5.10 Abnormal Token Usage
Typical symptoms: After sending just a few messages, the token capsule at the top of AI Dock turns red; monthly bills far exceed budget.
30-Second Decision
Settings Panel → AI Engine → Check the "dual-lane" configuration:
- Quick lane is empty → All tasks default to the main model. Create a new Quick entry.
- Quick lane exists but uses the wrong model → Switch to an actually cheaper small model (
gpt-4o-mini,qwen-turbo,doubao-seed-2.0-lite). - Quick lane already configured → Proceed to "Troubleshooting by Scenario" below.
Token Accounting Boundaries in Current Version
| What You See | Actual Behavior |
|---|---|
| Token capsule in top-right corner of AI Dock (current session) | Accurate, real-time at session level |
| Summary shown after a single Run completes in AI Dock | Accurate, cumulative for that Run |
| Cross-session totals / aggregation by tool / daily totals / cost equivalents | Not persisted in current version; resets to zero upon Studio restart |
For strict cost control:
- Short term: Take daily screenshots of the AI Dock token capsule for archiving.
- Long term: Enable billing alerts in your model provider’s console (most reliable, decoupled from Studio).
Troubleshooting by Scenario
-
Quick lane not enabled — Studio implements a dual-lane design: Thinking (deep reasoning) uses models like
claude-sonnet-4orqwen3.6-plus, while Quick (fast tasks) uses lightweight models likegpt-4o-mini,qwen-turbo, ordoubao-seed-2.0-lite. If the Quick lane is empty, even small tasks go through the Thinking lane, causing token usage to surge 5–10×. Simply create a Quick entry in Settings Panel → AI Engine. -
Large files repeatedly uploaded — Attaching long files or screenshots to every message repeatedly loads them into context:
- Use Attachments instead of pasting directly.

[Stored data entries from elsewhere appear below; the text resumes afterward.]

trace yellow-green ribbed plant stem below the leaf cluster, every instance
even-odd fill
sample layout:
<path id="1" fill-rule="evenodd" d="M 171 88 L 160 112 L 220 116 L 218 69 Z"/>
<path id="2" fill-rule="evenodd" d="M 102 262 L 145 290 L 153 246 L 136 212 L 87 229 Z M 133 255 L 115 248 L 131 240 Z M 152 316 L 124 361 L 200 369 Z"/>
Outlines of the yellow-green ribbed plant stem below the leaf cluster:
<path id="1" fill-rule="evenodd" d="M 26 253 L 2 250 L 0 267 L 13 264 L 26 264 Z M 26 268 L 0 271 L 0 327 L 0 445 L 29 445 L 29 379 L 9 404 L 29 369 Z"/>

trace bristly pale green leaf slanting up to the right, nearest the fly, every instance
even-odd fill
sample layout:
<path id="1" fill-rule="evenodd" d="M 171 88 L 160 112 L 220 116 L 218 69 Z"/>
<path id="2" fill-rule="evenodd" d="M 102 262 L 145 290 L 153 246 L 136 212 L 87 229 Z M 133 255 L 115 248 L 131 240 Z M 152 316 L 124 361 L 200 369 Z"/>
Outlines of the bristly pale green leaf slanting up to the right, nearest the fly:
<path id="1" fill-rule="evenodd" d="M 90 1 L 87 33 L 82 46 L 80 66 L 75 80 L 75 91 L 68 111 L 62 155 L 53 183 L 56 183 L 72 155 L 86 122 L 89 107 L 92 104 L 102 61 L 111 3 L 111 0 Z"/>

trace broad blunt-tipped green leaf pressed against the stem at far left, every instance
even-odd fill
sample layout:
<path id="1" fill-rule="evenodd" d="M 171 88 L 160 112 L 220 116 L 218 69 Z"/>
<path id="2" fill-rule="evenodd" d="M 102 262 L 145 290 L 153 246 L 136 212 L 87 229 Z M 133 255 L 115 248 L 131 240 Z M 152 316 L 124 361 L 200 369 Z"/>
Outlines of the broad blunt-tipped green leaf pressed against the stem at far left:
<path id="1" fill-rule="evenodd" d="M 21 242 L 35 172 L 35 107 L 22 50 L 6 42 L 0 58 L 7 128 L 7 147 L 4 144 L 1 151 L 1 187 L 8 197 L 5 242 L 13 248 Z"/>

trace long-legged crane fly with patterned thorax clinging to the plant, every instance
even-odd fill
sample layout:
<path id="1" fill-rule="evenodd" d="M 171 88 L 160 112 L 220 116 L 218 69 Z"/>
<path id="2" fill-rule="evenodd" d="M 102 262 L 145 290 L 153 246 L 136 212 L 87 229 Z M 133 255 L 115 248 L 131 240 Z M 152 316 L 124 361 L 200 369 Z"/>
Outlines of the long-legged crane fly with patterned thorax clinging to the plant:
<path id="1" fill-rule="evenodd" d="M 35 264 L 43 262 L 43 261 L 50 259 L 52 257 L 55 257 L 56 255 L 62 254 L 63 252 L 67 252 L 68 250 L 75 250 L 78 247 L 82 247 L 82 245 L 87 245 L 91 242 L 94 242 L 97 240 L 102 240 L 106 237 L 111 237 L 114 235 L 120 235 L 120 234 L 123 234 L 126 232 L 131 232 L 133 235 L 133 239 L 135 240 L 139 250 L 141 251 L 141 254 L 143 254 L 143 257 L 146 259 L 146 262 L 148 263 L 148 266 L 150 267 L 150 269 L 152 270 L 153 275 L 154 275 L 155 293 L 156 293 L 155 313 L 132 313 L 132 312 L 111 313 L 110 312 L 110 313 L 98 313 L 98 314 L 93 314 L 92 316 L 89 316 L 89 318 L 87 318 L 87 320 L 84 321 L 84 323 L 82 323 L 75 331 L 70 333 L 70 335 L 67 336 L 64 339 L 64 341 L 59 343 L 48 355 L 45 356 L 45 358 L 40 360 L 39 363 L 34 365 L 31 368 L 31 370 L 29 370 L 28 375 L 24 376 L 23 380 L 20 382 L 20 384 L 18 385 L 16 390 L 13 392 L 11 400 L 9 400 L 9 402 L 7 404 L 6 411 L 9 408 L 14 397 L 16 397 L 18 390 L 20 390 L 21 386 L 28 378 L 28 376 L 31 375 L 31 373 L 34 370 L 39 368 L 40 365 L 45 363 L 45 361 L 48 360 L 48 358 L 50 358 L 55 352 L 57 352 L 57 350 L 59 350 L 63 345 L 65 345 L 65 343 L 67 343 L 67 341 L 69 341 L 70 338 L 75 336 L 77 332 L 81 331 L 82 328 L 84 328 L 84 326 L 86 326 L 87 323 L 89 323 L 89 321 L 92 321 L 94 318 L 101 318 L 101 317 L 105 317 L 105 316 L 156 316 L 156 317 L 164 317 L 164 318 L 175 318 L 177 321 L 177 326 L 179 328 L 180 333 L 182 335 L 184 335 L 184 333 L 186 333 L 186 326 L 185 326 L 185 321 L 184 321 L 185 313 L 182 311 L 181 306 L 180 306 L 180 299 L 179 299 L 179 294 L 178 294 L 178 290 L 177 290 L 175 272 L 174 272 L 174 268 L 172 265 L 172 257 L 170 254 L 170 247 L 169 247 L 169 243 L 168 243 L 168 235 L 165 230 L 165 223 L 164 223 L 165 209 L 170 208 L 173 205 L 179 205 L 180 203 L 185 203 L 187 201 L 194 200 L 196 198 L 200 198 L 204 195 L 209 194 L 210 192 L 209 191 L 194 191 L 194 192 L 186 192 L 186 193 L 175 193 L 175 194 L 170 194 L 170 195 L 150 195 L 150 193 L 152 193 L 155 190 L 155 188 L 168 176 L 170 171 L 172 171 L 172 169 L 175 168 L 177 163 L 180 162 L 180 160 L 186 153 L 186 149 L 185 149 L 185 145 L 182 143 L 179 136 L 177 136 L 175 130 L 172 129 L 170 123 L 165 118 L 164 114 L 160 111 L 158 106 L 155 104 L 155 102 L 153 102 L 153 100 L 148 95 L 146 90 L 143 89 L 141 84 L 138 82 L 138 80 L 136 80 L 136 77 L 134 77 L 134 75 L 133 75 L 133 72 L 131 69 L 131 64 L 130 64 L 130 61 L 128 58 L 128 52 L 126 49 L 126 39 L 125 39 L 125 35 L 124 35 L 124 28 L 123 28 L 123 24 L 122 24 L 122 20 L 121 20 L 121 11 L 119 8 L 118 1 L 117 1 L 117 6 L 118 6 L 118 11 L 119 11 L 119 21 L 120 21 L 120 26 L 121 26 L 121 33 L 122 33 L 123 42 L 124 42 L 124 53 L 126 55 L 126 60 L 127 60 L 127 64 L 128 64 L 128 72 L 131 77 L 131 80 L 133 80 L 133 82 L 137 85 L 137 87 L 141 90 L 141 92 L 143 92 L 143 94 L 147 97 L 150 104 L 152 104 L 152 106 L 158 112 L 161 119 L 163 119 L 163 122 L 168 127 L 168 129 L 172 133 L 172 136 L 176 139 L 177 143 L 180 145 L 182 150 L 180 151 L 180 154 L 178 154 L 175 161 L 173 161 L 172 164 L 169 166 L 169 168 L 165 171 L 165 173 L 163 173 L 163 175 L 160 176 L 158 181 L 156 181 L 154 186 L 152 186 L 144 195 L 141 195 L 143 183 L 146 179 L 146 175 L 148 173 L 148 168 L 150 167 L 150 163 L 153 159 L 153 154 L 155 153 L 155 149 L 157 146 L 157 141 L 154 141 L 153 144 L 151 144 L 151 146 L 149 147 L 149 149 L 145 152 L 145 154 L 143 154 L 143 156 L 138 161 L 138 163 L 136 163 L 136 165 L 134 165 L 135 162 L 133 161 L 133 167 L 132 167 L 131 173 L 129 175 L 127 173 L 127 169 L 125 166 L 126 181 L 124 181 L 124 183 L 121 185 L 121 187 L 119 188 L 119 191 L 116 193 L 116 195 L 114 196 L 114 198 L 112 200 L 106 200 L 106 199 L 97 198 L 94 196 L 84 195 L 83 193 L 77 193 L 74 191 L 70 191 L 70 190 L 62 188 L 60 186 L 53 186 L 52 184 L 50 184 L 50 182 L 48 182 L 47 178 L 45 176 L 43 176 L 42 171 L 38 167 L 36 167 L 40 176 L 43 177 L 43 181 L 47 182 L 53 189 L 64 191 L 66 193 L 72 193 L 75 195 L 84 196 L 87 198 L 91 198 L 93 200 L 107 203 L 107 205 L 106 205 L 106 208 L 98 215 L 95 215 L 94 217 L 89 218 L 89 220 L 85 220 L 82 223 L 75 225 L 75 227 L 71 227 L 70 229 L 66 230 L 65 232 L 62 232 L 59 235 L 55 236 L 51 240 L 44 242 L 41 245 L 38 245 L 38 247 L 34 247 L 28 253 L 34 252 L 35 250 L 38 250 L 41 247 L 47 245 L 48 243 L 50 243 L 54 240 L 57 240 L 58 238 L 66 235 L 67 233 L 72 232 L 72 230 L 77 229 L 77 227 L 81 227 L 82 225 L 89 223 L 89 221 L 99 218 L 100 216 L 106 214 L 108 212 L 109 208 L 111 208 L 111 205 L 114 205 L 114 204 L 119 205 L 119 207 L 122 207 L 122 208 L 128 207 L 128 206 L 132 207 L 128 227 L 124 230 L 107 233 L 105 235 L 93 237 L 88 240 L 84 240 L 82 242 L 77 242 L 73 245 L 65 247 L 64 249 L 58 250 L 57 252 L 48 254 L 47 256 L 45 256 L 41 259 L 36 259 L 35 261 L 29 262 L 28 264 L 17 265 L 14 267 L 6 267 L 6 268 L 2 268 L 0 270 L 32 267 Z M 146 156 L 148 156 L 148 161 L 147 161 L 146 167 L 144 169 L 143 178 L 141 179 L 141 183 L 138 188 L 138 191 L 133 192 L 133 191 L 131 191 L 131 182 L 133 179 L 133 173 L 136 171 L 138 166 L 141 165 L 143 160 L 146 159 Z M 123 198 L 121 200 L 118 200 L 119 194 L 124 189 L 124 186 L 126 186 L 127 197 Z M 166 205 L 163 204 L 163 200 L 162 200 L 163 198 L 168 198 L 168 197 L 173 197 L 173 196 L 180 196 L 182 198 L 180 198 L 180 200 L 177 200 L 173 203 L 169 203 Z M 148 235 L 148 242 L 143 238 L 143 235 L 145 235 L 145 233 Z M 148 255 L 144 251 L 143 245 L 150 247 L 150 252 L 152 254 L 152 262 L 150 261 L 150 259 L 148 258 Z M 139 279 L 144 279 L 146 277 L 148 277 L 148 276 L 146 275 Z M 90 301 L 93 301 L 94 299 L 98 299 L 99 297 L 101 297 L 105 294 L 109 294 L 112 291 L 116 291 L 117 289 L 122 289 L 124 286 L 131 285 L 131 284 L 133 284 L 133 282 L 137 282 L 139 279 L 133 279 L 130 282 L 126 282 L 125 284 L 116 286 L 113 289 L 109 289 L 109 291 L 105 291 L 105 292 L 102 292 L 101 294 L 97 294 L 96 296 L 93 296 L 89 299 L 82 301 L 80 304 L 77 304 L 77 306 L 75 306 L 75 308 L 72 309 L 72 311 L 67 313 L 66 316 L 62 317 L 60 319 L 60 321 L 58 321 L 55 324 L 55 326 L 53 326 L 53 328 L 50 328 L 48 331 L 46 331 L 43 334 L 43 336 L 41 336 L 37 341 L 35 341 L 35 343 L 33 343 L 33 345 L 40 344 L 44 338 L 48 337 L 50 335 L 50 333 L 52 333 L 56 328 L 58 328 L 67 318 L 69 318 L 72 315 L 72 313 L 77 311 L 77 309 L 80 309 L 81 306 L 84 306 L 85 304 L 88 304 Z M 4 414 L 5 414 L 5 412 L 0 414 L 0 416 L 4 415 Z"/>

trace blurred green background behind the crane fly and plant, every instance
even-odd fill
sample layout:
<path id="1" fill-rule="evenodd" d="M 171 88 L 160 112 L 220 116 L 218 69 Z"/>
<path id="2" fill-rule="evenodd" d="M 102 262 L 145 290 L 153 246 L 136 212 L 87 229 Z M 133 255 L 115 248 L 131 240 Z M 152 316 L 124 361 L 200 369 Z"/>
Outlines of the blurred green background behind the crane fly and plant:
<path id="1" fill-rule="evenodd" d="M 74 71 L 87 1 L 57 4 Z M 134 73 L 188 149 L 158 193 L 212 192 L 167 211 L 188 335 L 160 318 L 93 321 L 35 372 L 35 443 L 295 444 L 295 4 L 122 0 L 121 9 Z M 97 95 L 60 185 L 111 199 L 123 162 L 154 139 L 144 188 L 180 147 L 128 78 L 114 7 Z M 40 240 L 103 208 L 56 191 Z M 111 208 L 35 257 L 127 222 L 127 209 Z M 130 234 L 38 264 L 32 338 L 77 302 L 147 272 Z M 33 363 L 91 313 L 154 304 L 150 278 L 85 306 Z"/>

- Truncate long logs first (e.g., with
head -200). - Do not manually disable D-Moss’s built-in pruning (automatically compacts context when it reaches 70% of the window size).
-
Single task runs too long continuously — By default, each message allows the model up to 64 consecutive reasoning steps (one step = one model call; tool calls count as well). Increasing this significantly (e.g., to 256) can generate massive token usage from a single message. 64 steps are sufficient for the vast majority of everyday tasks.
Permanent Solutions
- Always configure a Quick lane (choose a "lite"-series model from the four default built-in options).
- Review your model provider’s billing statement every Monday; if it deviates by >20% from the token counts shown in Studio’s capsule, investigate the three scenarios above.